The population mean$\mu =100.$

The population standard deviation, $\sigma =28.$

The sample size is $49.$

By the application of the central limit theorem, we know, for a large sample, the sample mean follows  Normal distribution having mean, ${\mu }_{\overline{x}}=\mu and s\tan dard deviation, {\sigma }_{\overline{x}}=\frac{\sigma }{\sqrt{n}}, n=sample size.$

Therefore, for the given sample of size $49,$

$$\begin{gathered} {\mu }_{\overline{x}}=\mu =100 \\ {\sigma }_{\overline{x}}=\frac{28}{\sqrt{49}} \\ =\frac{28}{7} \\ =4. \end{gathered}$$

Therefore, sample mean, $\overline{X}~N\left({\mu }_{\overline{x}},{\sigma }_{\overline{x}}\right)\equiv N(100,4^2).$

We did not make any assumptions. Since the sample size is greater than $30,$ easily consider the sample as a large sample and hence by using the central limit theorem, the distribution of the sample mean is Normal.
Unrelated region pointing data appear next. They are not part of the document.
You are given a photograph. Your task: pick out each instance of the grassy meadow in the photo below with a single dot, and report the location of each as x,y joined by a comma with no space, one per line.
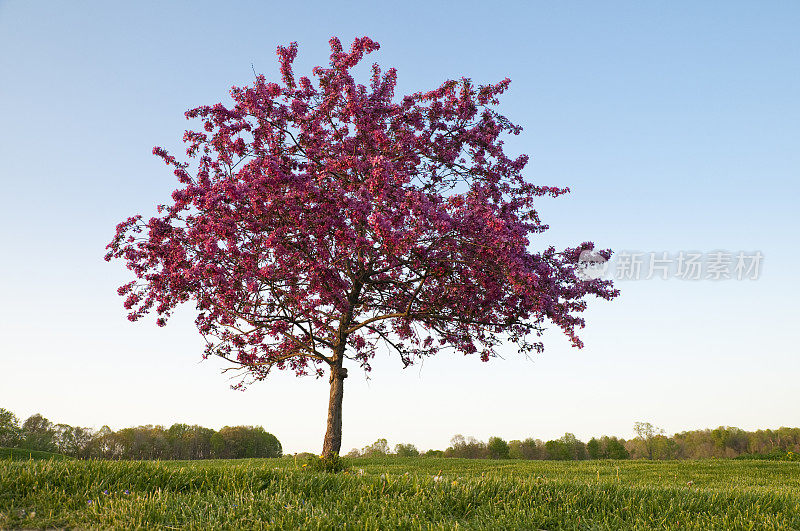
408,493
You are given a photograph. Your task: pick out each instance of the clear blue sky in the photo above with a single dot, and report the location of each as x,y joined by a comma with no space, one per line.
676,125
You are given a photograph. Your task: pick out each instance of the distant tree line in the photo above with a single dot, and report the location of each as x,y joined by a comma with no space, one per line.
650,443
179,441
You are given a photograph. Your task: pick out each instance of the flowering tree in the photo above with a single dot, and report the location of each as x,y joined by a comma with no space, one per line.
322,220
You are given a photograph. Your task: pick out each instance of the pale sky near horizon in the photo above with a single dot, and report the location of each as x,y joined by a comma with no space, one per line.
675,124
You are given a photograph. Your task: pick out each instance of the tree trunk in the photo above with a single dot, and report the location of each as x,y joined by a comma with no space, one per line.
333,435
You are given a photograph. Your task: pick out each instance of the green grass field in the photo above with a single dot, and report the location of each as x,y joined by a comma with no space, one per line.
389,493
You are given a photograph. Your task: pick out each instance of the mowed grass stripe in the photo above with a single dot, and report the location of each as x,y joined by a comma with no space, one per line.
278,493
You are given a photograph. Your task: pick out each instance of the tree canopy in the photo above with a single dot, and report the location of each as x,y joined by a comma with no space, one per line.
321,220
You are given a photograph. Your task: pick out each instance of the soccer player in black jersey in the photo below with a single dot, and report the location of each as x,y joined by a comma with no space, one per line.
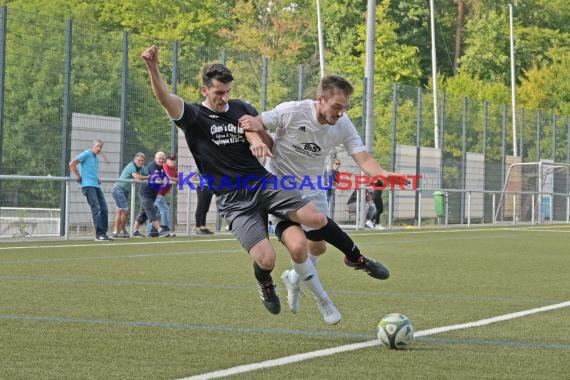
247,192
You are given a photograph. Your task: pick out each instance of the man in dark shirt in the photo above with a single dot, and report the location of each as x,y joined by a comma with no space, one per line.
246,191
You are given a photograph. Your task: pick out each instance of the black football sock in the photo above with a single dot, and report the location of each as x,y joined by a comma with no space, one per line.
262,275
339,239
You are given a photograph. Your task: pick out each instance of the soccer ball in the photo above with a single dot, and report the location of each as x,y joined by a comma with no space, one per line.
395,331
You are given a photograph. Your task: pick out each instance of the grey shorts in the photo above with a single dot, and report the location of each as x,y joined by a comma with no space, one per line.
247,211
319,199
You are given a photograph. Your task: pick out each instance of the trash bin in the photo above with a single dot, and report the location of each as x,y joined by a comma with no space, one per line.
439,201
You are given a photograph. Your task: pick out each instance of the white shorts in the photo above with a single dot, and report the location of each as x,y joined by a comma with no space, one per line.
318,199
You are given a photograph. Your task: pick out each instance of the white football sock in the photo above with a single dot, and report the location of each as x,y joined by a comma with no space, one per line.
308,274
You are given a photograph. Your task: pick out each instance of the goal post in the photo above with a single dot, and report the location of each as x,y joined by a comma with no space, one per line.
535,192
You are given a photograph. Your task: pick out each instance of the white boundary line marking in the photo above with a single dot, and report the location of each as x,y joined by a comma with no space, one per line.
232,238
357,346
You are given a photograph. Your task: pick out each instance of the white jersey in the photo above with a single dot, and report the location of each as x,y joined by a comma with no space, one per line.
302,145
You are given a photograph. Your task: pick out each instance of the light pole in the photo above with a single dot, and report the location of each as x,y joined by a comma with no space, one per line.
513,82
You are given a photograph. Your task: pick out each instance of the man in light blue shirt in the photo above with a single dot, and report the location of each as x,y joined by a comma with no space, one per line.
88,178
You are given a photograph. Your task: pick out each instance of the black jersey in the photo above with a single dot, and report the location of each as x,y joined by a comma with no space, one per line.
218,144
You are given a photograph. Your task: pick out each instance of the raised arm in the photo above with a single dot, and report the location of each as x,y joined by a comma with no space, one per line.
173,104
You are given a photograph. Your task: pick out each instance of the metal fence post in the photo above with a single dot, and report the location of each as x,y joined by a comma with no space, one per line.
65,127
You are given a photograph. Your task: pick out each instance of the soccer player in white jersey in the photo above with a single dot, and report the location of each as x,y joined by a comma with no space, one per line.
305,134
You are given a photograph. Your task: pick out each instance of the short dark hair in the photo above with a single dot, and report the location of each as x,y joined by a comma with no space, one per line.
216,71
335,83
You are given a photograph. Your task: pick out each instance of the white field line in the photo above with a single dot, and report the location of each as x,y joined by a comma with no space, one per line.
357,346
231,238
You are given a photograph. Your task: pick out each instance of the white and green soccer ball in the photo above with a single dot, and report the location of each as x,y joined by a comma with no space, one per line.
395,331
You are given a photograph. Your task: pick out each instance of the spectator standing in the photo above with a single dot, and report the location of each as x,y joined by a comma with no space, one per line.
148,192
121,190
88,177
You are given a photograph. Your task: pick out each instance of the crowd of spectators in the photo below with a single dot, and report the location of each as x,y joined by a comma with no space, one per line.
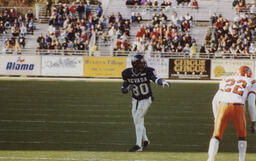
71,27
227,38
162,3
162,36
15,27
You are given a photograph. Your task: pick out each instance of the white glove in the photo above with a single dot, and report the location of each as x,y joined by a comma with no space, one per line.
165,84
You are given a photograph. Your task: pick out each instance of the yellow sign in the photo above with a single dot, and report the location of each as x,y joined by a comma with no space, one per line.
104,66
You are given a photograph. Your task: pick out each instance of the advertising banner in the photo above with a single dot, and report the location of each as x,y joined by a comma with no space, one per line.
20,65
223,68
161,65
62,66
104,66
189,69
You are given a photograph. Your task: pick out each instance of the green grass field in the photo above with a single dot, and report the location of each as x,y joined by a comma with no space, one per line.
61,120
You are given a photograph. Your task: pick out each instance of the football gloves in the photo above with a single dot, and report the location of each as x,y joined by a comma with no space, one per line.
165,84
253,127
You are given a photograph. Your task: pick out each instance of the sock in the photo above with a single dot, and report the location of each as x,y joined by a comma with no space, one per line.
242,145
139,132
144,136
213,148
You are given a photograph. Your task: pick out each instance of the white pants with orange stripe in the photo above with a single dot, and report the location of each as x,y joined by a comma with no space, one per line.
235,112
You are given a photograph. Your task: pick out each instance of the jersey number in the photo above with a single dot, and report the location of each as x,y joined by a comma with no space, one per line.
141,89
234,86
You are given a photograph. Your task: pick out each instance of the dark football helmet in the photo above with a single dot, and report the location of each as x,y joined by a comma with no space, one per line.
138,63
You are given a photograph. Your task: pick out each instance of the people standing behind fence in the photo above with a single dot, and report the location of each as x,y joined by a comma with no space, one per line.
48,7
231,38
15,23
194,4
162,38
74,31
183,2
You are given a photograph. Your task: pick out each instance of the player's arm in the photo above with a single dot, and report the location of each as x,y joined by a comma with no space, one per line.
252,111
158,81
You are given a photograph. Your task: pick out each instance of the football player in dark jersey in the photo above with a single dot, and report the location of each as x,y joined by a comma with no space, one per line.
137,80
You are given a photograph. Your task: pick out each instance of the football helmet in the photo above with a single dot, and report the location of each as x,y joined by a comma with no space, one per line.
138,63
245,71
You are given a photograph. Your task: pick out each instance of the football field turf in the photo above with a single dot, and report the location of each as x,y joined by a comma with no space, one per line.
75,120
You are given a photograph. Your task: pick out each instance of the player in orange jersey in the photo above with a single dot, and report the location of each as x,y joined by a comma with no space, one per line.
228,103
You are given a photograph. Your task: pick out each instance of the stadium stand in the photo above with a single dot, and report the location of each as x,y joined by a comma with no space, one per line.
115,26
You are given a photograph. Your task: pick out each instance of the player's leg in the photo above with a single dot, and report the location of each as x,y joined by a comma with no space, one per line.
221,122
239,121
213,148
142,109
134,111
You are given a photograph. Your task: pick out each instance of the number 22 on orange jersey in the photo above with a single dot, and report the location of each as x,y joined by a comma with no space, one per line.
234,86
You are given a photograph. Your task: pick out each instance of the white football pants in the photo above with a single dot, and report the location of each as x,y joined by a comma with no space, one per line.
139,110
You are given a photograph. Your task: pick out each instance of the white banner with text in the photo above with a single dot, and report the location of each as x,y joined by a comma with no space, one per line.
62,66
223,68
20,65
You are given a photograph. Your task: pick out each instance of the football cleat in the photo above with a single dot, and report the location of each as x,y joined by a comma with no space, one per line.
135,148
145,145
245,71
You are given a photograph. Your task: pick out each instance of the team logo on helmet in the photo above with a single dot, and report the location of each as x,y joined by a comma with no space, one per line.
245,71
139,63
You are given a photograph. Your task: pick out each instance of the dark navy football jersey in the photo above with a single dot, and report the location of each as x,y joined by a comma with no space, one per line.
141,81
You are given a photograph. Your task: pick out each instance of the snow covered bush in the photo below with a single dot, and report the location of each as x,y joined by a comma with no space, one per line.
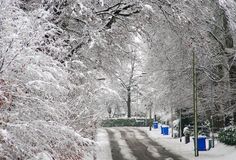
228,135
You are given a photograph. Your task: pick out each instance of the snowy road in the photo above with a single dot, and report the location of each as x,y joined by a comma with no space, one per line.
132,144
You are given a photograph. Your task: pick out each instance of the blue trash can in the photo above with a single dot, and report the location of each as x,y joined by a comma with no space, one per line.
201,142
155,124
165,130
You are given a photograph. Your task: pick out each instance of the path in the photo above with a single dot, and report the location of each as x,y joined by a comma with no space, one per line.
134,144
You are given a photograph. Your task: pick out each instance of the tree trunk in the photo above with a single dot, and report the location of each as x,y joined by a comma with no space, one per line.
129,103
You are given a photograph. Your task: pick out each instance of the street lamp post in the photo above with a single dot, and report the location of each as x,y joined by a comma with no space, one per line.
196,153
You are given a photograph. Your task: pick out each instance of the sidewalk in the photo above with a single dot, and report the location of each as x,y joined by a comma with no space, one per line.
220,152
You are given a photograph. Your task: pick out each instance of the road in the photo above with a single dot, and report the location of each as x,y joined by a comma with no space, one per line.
134,144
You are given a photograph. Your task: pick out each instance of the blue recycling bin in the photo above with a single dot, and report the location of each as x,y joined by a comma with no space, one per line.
155,124
165,130
201,142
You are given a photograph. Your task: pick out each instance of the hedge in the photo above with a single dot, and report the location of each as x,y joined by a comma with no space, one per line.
124,122
228,136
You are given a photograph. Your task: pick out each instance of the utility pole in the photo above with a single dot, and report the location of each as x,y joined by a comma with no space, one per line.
196,153
180,125
150,118
172,123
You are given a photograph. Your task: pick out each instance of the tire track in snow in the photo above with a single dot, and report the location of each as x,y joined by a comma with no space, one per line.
119,148
150,148
140,151
103,146
165,154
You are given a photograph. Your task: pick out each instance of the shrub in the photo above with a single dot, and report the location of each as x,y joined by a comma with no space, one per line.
228,136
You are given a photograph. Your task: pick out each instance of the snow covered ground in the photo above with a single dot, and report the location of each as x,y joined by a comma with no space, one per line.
105,150
220,152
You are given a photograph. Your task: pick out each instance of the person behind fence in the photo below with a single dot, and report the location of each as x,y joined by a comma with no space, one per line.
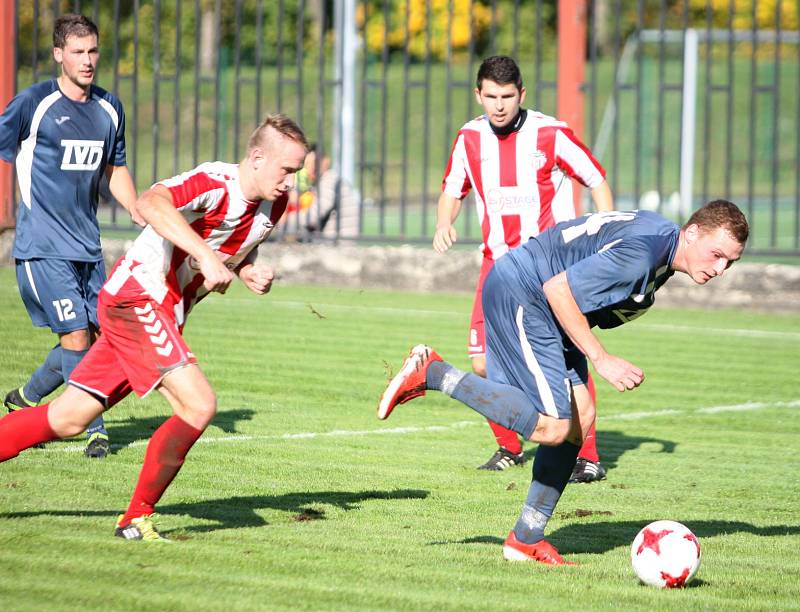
65,134
541,302
518,163
322,204
203,227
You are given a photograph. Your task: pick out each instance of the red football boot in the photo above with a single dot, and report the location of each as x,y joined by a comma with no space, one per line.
542,551
409,381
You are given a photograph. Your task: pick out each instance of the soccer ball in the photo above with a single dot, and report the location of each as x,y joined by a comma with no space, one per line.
665,554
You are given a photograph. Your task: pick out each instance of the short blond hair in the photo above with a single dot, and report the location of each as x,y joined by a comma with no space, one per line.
281,124
724,214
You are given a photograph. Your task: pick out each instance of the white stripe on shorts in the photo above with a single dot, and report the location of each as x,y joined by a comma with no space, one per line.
533,367
30,280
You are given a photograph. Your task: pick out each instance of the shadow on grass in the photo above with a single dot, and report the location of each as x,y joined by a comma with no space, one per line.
598,538
611,445
239,512
123,433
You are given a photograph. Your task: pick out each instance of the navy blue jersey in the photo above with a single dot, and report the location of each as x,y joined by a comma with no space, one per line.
62,148
614,262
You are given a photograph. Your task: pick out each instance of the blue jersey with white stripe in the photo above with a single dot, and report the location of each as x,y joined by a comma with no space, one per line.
614,262
62,148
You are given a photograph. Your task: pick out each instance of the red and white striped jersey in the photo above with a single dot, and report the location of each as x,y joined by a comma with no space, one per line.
211,200
521,180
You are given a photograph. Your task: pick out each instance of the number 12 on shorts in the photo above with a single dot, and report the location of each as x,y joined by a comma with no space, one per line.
64,309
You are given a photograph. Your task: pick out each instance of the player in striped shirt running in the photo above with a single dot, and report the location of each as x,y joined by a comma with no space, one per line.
518,163
203,227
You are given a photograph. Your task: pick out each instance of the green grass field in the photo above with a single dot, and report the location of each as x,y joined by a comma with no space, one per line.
299,498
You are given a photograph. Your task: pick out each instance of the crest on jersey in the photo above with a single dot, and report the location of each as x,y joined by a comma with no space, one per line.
82,154
539,159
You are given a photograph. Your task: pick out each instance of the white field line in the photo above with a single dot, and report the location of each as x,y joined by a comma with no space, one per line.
658,327
344,433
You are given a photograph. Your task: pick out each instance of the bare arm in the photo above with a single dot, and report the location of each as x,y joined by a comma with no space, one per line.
603,198
155,207
122,188
620,373
257,278
446,213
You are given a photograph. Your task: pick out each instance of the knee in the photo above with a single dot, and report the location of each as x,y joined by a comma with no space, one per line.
550,431
70,416
479,366
78,340
203,409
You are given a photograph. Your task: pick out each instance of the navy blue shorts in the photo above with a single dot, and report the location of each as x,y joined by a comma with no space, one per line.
59,294
525,349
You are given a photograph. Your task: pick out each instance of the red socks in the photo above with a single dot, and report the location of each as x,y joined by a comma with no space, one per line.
506,438
589,449
162,461
22,429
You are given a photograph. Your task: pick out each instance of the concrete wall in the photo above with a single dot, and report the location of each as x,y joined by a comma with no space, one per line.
759,287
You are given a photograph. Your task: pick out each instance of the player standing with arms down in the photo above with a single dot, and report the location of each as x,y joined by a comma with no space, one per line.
203,226
65,134
541,301
519,163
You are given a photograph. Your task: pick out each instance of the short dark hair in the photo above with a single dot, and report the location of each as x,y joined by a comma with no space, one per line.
72,24
724,214
501,69
281,124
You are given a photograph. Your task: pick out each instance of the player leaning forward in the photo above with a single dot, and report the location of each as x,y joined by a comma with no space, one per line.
203,226
541,301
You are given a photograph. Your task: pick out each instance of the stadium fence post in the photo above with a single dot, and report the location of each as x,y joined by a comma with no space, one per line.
8,41
572,16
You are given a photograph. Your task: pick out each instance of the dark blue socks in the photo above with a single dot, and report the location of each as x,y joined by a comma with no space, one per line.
552,468
69,361
503,404
46,379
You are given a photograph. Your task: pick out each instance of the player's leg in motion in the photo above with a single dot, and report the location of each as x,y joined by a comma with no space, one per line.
588,467
194,404
67,415
509,447
551,472
74,347
46,379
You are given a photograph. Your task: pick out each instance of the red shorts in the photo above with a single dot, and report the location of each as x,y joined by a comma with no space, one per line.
476,346
140,343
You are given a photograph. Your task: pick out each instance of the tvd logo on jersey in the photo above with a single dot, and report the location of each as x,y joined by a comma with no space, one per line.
81,154
510,200
539,159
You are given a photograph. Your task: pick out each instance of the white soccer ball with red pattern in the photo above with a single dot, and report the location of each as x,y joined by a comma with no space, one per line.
665,554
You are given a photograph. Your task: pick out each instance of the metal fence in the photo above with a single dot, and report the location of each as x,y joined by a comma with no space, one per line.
684,101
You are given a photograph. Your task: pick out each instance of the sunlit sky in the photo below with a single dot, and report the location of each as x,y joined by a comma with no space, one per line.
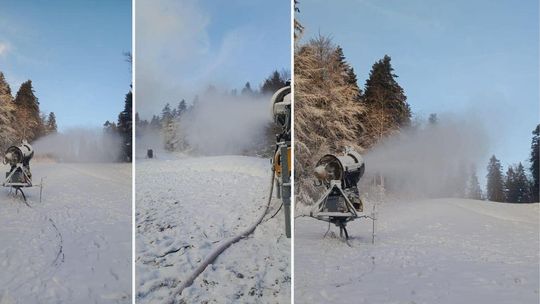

No, for a sample of size $16$, we cannot find the distribution of the sample mean.

The sample size $16(<30)$ is so small to consider it a larger sample and since the population distribution is not normal, we cannot consider the distribution of sample mean is Normal distribution unless the sample is a large sample.